サヤは顔を離すようにしてから、口をゆっくりと開いた。「……ひいた?」
「……え?」
「ひいたでしょ?」
「え?」
「だーかーらー、わたしへの好感度下がっちゃったでしょって?」
「いや、あの……」
「ああ、言わなくていいから。まあ、そうだよね。ひいちゃうよね、フツー。やっぱ言わなきゃ良かったかなあ」
その口調がこれまでのサヤのものであったので、ユートは緊張を解かれた気になって、ホッとした。しかし、サヤの口から出たことは全然ホッとしていいことではない。法と秩序を重んじる一市民としては、彼女の殺人宣言を聞き捨てにしてはならず、諌めるべきなのだろうけれど、ユートにはかける言葉が無かった。
「人殺しなんか良くないよ」
なんていう言葉しか思い浮かばなかったからである。そんなことを言ったって、それくらいは分かった上で決断したことなのだろうから、意味は無い。
サヤが続けた。
「誰かに聞いて欲しかったんだ。もしかしたら……ていうか、かなりの確率で、わたしは返り討ちに遭って死んじゃうと思う。そうなったときのために、わたしがある意志を持っていたってことを、その意志を持って死んだんだってことを誰かに知っておいて欲しかったの。もちろん、簡単に死ぬ気は無いけど」
意志を知っておいてもらいたい相手というのがなぜ自分なのか、分からないユートだけれど、それを訊き返すほど無神経ではない。代わりに、
「失敗して死んじゃうかもしれないのにやるの?」
と尋ねた。
「うーん、そうなんだよね。ひとから見たらバカなことかもしれないけど、わたしにとっては大事なことだから。それに、どうせ人間いつかは死んじゃうんだし。だったら、自分の心に正直に生きないとね。まあ、これクヌプス様の受け売りなんだけどさ」
答えるサヤの声に暗い色は無い。
「サヤは、その……クヌプスさんとはどういう関係なの?」
「興味ある?」
流れ上訊いてしまっただけのことであるが、興味がないとも言えず、ユートがうなずくと、サヤは嬉しそうな顔をした。

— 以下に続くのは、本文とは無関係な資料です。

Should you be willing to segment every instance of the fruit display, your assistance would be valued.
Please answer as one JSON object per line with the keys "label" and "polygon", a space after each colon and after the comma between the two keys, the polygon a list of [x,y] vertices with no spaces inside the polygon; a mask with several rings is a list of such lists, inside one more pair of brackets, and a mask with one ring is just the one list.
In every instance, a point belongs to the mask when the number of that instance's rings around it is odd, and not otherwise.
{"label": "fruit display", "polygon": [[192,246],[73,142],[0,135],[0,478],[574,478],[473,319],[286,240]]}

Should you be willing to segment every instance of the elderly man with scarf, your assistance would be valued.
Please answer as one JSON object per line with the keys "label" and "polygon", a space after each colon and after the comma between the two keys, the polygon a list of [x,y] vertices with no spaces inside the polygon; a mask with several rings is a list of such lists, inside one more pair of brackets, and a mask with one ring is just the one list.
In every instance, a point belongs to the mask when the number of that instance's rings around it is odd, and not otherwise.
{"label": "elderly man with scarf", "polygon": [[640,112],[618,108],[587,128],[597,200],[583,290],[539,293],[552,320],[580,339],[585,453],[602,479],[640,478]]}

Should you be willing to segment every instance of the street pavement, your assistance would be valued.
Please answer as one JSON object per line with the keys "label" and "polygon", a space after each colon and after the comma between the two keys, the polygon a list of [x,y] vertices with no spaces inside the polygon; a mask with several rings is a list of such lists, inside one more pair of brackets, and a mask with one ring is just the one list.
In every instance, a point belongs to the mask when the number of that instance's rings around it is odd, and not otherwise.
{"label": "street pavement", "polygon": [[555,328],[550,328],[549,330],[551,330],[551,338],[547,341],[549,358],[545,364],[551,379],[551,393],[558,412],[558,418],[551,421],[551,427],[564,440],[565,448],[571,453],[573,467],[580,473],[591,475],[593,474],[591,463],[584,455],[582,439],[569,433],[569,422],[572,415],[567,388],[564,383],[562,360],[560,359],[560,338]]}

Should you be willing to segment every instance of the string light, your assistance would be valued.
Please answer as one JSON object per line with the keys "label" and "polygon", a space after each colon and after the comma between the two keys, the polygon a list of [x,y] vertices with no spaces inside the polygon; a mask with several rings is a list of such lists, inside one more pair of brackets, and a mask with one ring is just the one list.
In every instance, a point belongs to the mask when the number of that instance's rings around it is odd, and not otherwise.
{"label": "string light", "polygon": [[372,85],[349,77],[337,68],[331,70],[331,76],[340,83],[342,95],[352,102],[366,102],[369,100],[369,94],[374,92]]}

「クヌプス様は、わたしの命の恩人なんだ。わたし、戦災孤児でさあ、五歳くらいのときに、戦で村が焼かれてね。どうにもしようがなくてふらふらしてたところを、通りがかったクヌプス様が助けてくださったの。それから、ずっと面倒を見てくださって、色々と教えてくれて、魔法もクヌプス様から習ったのよ」
サヤは、よほどクヌプス氏の話をするのが楽しいらしい、声が高くなった。
「父を亡くしたわたしにとっては、第二の父と呼べる人だった。優しくて、強くて、正しい人だった。人の痛みを自分の痛みとして感じることができる人だった。あんなに偉大な人は他にはいないわ」
サヤは、しみじみと言った。
「それを彼女が殺した。だから、そのお返しをするの。シンプルでしょ?」
何ともコメントのしようがないユートである。
クヌプス氏は仇討ちなんて望んでいないのではないか、なんて分別くさいことを言うことはできるかもしれないが、そういういかにもなセリフは危険な気がした。
サヤは、よっと立ち上がった。
「そのためだったら死ぬのは構わないけど、さっきも言った通り、わたしの力じゃちょっと足りないかもしれない。せめて命を取れないまでも、あのキレイな顔を傷つけるくらいはしたいけどね」
そう言ったサヤは、ユートの真正面に立つと顎先をちょっとあげるようにして、目をつぶった。
ユートが何を要求されているのか分からず、ベンチに座ったままぼーっとしていたところ、サヤは口を閉じたまま、「むー、むー」とうなった。そのあと、指の先をちょんちょんと唇に当てた。
それでも分からないユートが思い切って訊いてみたところ、パチリと目を開いたサヤは、
「わざわざ言ったりしたら雰囲気壊れるじゃん」
と言って座ったままのユートに軽く抱きつくようにした。
ユートは頬に柔らかな感触を感じた。
「じゃ、お母様とお父様によろしく」
そう言って立ち去るサヤの背が小さくなるまで、ユートはぽおっと見つめていた。